News/Research

2018 Seed Grants: Rita Lucarelli & the New Media of the Book of the Dead

28 May, 2018

2018 Seed Grants: Rita Lucarelli & the New Media of the Book of the Dead

This year, the Berkeley Center for New Media offered two faculty research grants to seed ambitious academic projects in the field. Our alumni voted on the applications and awarded $5,000 to Rita Lucarelli (Near Eastern Studies) to build a new platform designed to examine the Book of the Dead texts and imagery through photogrammetry. Read more about her research below!

Rita Lucarelli, Associate Professor of Egyptology in the Department of Near Eastern Studies, aims to use 3D models as a way to open new perspectives for the documentation and analysis of ancient Egyptian texts and media.

The Book of the Dead is the name given to a corpus of ancient Egyptian magical, ritual and funerary texts, often accompanied by images and attested from the beginning of the New Kingdom (1500 BCE) to the Greco-Roman period. The objects where Book of the Dead spells and vignettes occur are part of the funerary equipment used for the burial rituals: mainly papyri but also mummy bandages, linen and coffins.

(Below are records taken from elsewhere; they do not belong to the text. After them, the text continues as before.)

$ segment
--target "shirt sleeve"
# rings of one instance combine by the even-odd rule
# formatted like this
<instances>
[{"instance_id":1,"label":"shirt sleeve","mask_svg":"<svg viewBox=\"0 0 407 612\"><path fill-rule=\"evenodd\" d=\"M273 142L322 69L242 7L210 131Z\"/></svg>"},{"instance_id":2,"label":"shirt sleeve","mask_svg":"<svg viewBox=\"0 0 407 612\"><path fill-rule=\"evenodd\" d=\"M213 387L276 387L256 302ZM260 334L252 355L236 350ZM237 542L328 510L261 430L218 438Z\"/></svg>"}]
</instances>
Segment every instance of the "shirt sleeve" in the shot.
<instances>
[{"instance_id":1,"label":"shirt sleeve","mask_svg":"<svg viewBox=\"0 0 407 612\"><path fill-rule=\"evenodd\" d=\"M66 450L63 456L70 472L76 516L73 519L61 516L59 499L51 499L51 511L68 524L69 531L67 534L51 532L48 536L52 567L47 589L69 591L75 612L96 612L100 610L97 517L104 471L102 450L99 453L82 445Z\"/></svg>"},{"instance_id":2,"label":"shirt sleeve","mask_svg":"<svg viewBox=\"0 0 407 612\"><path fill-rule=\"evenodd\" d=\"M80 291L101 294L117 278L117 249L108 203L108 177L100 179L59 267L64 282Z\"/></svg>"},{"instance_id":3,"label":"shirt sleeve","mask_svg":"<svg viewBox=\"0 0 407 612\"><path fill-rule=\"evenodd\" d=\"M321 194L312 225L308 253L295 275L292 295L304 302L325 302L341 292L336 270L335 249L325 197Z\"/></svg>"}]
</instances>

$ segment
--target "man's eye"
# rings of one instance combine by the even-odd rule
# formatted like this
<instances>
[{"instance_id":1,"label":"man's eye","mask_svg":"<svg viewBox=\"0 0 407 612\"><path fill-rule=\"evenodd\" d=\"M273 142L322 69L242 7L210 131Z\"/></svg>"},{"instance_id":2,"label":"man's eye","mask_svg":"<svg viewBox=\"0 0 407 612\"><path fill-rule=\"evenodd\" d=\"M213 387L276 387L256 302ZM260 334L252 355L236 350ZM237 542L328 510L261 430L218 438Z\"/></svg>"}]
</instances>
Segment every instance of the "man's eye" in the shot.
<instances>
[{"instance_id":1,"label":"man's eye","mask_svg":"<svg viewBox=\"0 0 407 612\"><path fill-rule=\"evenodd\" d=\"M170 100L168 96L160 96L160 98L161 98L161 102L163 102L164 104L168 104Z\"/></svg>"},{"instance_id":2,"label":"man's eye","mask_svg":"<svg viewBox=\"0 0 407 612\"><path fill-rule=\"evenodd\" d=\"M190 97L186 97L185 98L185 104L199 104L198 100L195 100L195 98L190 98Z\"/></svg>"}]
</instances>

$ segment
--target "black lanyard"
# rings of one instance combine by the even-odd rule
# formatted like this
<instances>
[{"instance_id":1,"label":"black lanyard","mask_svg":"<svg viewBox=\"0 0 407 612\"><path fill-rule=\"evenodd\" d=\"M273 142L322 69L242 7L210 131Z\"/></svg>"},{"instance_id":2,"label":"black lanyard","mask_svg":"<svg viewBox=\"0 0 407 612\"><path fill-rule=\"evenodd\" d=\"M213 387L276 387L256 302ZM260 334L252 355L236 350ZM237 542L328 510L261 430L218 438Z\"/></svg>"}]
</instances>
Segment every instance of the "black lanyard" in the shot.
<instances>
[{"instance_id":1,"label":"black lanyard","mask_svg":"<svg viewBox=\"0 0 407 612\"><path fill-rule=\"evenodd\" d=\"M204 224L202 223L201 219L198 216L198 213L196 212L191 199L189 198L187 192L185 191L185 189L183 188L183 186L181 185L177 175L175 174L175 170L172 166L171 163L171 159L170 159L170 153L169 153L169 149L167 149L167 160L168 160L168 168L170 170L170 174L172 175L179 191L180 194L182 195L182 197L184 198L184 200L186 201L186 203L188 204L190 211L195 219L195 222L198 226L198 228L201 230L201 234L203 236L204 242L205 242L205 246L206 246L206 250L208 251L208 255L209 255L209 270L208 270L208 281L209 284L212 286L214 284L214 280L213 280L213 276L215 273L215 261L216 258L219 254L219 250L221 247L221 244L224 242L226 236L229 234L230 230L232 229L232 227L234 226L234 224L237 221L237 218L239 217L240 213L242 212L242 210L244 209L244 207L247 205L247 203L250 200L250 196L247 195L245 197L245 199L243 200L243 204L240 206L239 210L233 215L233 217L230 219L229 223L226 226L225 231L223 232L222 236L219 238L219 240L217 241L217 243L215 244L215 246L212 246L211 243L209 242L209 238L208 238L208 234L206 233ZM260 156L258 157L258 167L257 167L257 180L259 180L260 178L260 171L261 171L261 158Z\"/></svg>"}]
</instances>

By focusing only on the strictly textual aspects of the Book of the Dead corpus as occurring on two-dimensional papyri, egyptologists have been ignoring the modalities of textual distribution on larger three-dimensional media such as coffins. There has been no comprehensive attempt, until now, to investigate how the texts are used on coffins and how they are selected and organized on the coffin surface and in relation to the object’s composite architecture (lid vs bottom, exterior vs interior.) Since 2015, by using the technique of photogrammetry, Lucarelli has carried out a project aimed primarily at building up a new platform for an in-depth study of the materiality of the Book of the Dead texts and images through the 3D visualizations of inscribed, anthropoid coffins produced in the First Millennium BCE, when magical texts and iconography were particularly en vogue on mortuary objects in Egypt. The main outcome of this project is to allow the scholarly community to work on the translation and on other metadata (transcription and translation of the hieroglyphic text, iconographic analysis, coffin typology, origin and whereabouts of the coffins’ owner, etc.), having as a basis this new media – the 3D model of the coffin.

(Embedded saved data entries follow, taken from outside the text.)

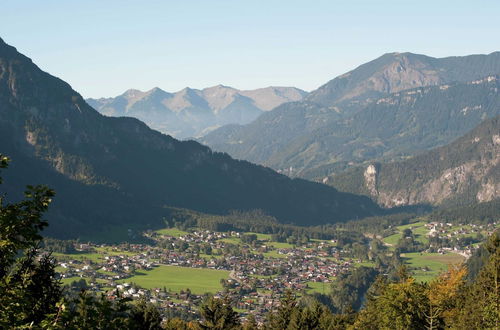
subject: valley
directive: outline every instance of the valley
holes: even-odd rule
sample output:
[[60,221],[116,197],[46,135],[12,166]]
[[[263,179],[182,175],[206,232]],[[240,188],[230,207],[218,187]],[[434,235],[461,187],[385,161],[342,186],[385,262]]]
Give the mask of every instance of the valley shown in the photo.
[[494,7],[3,4],[0,329],[500,329]]
[[[389,226],[380,246],[360,252],[357,243],[339,245],[335,239],[273,241],[271,234],[214,232],[202,228],[167,228],[144,233],[153,244],[96,245],[71,243],[74,252],[53,252],[61,282],[72,290],[86,287],[105,293],[146,299],[164,313],[199,317],[199,304],[206,294],[229,296],[242,317],[250,313],[264,321],[286,290],[300,295],[329,295],[336,278],[359,267],[381,270],[377,254],[400,254],[416,281],[430,282],[450,265],[462,263],[484,237],[500,228],[500,222],[464,225],[413,219]],[[397,252],[401,240],[423,245],[420,252]],[[293,242],[293,240],[288,240]],[[378,243],[377,243],[378,242]],[[434,244],[432,242],[435,242]],[[374,245],[375,244],[375,245]],[[67,245],[67,244],[66,244]],[[46,251],[57,250],[53,241]],[[386,267],[386,266],[385,266]]]

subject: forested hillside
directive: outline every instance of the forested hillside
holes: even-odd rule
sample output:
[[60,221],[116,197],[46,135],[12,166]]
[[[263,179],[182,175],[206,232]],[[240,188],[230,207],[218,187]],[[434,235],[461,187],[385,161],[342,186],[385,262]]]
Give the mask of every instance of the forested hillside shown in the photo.
[[384,206],[494,200],[500,196],[500,116],[449,145],[405,161],[354,168],[330,177],[329,183]]
[[291,176],[325,177],[365,161],[401,159],[450,143],[500,114],[499,84],[498,76],[488,76],[419,87],[349,114],[309,101],[288,103],[201,141]]
[[0,149],[16,164],[5,189],[19,197],[16,187],[43,183],[60,192],[50,217],[59,236],[159,226],[169,206],[262,209],[302,225],[379,212],[366,197],[291,180],[136,119],[105,117],[3,41],[0,105]]

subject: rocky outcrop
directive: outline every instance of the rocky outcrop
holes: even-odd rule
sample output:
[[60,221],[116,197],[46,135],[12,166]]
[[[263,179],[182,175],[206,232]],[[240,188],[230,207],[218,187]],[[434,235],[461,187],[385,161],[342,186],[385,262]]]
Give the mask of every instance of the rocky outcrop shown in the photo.
[[404,162],[365,168],[364,185],[385,207],[488,202],[500,197],[500,117],[451,145]]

The digital transposition of the coffins into three-dimensional models can also recreate the specific ancient Egyptian experience of death and hope for rebirth through magic (as symbolized by the decorated coffin), as well as allowing the user of the 3D model to step beyond the representation of the physical image and thus explore a different and more full conception of “visualization” in terms of immersion and data expansion of the spatio-temporal experience.

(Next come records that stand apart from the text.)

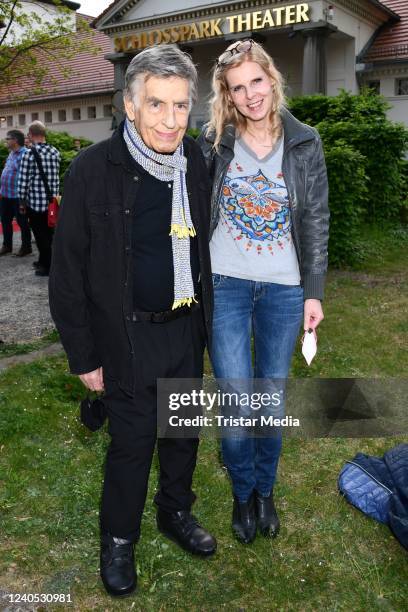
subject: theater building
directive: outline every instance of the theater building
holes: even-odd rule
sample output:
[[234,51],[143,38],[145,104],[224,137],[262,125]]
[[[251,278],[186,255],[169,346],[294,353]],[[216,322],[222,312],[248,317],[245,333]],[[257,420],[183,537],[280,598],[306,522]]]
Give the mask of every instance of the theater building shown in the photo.
[[174,42],[191,53],[199,70],[199,103],[191,126],[207,118],[211,68],[233,40],[261,41],[287,82],[287,95],[364,84],[384,93],[390,115],[408,123],[407,0],[116,0],[94,26],[112,40],[115,106],[132,56],[151,44]]
[[[63,1],[73,14],[80,10],[79,2]],[[273,56],[288,97],[358,93],[366,85],[389,100],[391,119],[408,125],[408,0],[115,0],[90,21],[100,48],[96,56],[83,52],[67,60],[68,77],[50,65],[50,86],[42,93],[25,83],[18,95],[0,89],[0,138],[37,118],[74,136],[108,137],[122,117],[131,58],[166,42],[187,50],[198,67],[199,102],[190,125],[199,128],[208,117],[215,59],[245,37],[261,41]]]

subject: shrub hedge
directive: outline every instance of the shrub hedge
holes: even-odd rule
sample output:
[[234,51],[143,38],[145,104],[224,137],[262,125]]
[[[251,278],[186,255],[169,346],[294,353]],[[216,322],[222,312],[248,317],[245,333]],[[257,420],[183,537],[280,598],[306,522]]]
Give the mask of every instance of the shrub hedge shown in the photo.
[[330,189],[329,261],[353,264],[363,223],[399,223],[408,217],[408,130],[387,119],[388,102],[369,90],[297,97],[289,108],[316,127],[323,141]]
[[366,159],[347,144],[326,148],[330,189],[329,262],[352,265],[368,198]]
[[8,149],[4,142],[0,140],[0,172],[3,169],[4,164],[6,163],[6,159],[8,156]]

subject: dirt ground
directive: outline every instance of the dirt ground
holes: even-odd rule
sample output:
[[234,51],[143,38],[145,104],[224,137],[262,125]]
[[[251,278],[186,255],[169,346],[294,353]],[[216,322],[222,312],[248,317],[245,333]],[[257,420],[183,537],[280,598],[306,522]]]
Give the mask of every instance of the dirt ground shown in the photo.
[[[0,237],[2,238],[2,236]],[[14,233],[13,252],[20,248],[20,234]],[[0,340],[30,342],[53,329],[48,307],[48,278],[35,275],[33,262],[38,252],[25,257],[0,257]]]

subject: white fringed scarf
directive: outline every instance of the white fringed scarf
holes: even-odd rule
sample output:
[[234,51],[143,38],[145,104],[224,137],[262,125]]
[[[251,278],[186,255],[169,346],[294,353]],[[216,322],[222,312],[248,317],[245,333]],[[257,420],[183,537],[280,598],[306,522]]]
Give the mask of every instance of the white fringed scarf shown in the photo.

Her team has currently built seven 3D models, five from wooden coffins and one stone sarcophagus kept at the Phoebe A. Hearst Museum of Anthropology in Berkeley, one coffin from the Legion of Honor in San Francisco and one coffin from the San Diego Museum of Man (see the project website for the 3D models and information on these pieces: http://3dcoffins.berkeley.edu/). With the seed grant provided from BCNM, Lucarelli will be able to continue funding her current two graduate research assistants to advance this project. They plan to build new models of at least two coffins (one kept at the Rosicrucian Museum in San Jose and another one from the Hearst Museum) and to develop the models in order to use them for the VR 3D display system “Cavekiosk” at the Hearst Museum, in cooperation with UC San Diego and RIT at UC Berkeley.

They aim also to integrate audio files into the 3D models, through which the magical texts on the coffins will be audio reconstructed and vocalized according to the ancient Egyptian spelling and pronunciation. This project will open new perspectives for the study of the ancient Egyptian texts, developing a new research methodology that provides the opportunity to use 3D models on a web-based platform for scholarly documentation and analysis of both the ancient Egyptian texts and their media. Such a platform could be also employed as teaching tool in a course on ancient Egyptian funerary literature, language and religion where students would learn to map texts on objects and to understand the relationship between written and material culture, spoken word, text and writing support and materiality thanks to an immersive VR presentation of the 3D models of the coffins.